На правом фланге наступающих частей действовал советский стрелковый полк. Его батальон, выделенный в первый эшелон, уничтожил пять пулеметных дзотов и выдвинулся к переднему краю укрепрайона. Рота старшего лейтенанта Числяева вышла в тыл батальонному узлу сопротивления противника, продвинулась на несколько километров юго-восточнее Ланвогоу к Калганскому тракту и оседлала его. Противник предпринял несколько контратак, но, встреченный плотным, хорошо управляемым огнем, вынужден был отойти. Больше того, рота Числяева овладела двумя дотами.
Падение двух дотов и пяти дзотов нарушило всю систему огня вражеского узла сопротивления. Полк получил возможность ввести в бой батальон второго эшелона и овладеть двумя ротными опорными пунктами.
Японцы двинули в решительные атаки подразделения полевого заполнения. Однако из этого ничего не вышло. Коммунист старший сержант Ковалев сумел пробраться с пулеметом в тыл узла сопротивления и начал посылать оттуда короткие очереди. Оставляя на поле боя убитых, цепи контратакующих отхлынули к своим траншеям.

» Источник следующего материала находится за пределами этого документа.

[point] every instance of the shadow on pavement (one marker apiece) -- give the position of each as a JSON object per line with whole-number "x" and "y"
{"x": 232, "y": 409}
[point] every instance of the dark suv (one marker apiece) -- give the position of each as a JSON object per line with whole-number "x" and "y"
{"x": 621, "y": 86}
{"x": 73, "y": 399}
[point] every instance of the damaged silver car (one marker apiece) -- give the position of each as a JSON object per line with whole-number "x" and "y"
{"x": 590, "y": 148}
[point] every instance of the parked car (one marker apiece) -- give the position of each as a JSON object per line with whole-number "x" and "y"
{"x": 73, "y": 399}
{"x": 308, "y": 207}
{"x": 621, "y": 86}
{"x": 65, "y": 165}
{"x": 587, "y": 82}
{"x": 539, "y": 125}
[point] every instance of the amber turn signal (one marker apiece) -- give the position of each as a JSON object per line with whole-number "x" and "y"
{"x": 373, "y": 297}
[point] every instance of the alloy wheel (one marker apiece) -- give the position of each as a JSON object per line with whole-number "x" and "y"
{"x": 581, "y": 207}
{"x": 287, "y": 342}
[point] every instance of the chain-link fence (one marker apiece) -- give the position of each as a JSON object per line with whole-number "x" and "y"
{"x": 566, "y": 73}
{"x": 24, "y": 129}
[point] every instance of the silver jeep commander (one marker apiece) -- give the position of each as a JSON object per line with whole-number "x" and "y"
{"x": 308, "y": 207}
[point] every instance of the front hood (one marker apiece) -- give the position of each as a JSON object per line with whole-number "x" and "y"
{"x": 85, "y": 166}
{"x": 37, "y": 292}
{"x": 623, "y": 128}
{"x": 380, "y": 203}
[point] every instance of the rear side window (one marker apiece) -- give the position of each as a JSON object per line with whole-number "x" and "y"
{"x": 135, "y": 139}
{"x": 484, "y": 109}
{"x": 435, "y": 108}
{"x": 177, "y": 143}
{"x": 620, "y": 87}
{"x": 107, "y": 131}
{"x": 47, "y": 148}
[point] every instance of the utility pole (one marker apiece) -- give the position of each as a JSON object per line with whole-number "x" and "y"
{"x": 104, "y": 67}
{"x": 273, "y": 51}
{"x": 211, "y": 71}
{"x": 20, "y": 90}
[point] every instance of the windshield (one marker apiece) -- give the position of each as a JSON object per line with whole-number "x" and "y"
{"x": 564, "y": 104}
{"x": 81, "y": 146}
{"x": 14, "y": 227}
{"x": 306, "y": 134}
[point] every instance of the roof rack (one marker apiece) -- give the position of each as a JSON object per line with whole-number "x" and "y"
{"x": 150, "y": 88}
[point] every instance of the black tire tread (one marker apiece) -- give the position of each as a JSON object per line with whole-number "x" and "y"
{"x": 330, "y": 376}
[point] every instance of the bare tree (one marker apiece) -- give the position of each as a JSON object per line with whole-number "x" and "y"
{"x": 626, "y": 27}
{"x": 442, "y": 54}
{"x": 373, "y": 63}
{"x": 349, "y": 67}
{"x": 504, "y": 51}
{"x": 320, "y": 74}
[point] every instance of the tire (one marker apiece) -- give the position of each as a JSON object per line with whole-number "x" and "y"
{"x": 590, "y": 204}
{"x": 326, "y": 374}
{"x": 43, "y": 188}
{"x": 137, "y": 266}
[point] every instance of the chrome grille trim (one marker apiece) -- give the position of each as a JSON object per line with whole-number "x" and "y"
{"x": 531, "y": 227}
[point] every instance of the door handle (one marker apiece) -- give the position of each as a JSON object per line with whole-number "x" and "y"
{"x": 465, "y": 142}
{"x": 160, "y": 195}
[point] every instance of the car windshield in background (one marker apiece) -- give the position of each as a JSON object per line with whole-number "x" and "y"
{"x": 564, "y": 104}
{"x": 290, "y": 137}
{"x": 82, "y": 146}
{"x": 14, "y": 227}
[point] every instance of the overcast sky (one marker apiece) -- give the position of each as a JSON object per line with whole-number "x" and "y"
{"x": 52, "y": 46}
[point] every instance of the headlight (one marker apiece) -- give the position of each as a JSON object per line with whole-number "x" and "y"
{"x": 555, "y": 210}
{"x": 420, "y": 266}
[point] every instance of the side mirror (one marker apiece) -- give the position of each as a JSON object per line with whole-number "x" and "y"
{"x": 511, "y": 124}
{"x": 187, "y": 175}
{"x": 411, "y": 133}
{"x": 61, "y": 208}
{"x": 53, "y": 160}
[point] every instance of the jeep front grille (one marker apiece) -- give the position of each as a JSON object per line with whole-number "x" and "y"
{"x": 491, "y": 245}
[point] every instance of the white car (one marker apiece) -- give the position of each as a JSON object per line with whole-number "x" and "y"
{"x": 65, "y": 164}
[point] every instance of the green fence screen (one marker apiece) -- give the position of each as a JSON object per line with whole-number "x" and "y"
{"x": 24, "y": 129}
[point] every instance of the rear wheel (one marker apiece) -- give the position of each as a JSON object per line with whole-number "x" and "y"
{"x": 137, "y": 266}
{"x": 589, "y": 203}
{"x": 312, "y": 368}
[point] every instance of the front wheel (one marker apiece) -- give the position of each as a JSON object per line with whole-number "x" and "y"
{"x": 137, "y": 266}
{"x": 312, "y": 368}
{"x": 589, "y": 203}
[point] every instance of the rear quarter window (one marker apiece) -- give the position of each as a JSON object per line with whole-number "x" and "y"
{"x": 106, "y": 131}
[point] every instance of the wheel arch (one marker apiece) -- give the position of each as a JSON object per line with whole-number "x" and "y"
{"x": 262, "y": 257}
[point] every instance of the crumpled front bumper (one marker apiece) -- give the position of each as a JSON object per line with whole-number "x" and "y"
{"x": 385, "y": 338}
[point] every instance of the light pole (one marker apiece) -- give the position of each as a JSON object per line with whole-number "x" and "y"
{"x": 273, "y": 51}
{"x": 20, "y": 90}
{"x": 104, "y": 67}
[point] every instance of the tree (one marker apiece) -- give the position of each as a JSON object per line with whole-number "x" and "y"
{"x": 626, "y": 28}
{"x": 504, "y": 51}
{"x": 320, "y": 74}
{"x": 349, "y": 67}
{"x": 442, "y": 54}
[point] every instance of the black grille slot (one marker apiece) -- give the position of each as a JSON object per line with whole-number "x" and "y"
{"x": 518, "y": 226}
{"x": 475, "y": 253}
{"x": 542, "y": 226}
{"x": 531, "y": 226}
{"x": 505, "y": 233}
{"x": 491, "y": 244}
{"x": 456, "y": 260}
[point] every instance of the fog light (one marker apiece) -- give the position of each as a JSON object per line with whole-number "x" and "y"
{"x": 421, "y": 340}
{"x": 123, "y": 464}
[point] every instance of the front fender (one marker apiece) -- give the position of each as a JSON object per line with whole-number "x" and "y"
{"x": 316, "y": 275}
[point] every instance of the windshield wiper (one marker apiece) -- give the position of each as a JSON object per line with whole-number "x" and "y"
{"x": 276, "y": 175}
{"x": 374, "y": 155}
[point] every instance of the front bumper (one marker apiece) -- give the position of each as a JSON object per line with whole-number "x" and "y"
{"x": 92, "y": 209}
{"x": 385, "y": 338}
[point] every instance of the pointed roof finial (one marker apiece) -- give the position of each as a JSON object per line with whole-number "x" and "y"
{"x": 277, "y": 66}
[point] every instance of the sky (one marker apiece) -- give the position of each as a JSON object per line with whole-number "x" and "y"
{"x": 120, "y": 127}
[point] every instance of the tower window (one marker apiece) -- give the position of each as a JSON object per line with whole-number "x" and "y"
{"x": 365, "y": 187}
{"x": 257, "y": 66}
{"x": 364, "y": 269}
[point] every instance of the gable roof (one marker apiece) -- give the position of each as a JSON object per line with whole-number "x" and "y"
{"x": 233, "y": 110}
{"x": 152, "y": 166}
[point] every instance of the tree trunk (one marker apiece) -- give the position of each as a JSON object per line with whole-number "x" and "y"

К вечеру на участке полка наши бойцы вклинились в оборону укрепрайона на два с половиной километра.
Успешно действовала и 7-я бригада полковника Нянтайсурэна. Но на его участке противник вновь выкинул белый флаг. В нейтральной зоне появился японский офицер. Он «нижайше» просил один день отсрочки, после чего, мол, командование готово «начать переговоры о сдаче в плен».
Мы уже знали цену таким хитростям. Японцы отказались немедленно капитулировать, и наступление возобновилось. [98] Поддержанные двумя советскими противотанковыми батареями, сопровождаемые бронемашинами, цирики выбили врага из первой линии обороны и отбросили на склоны гор.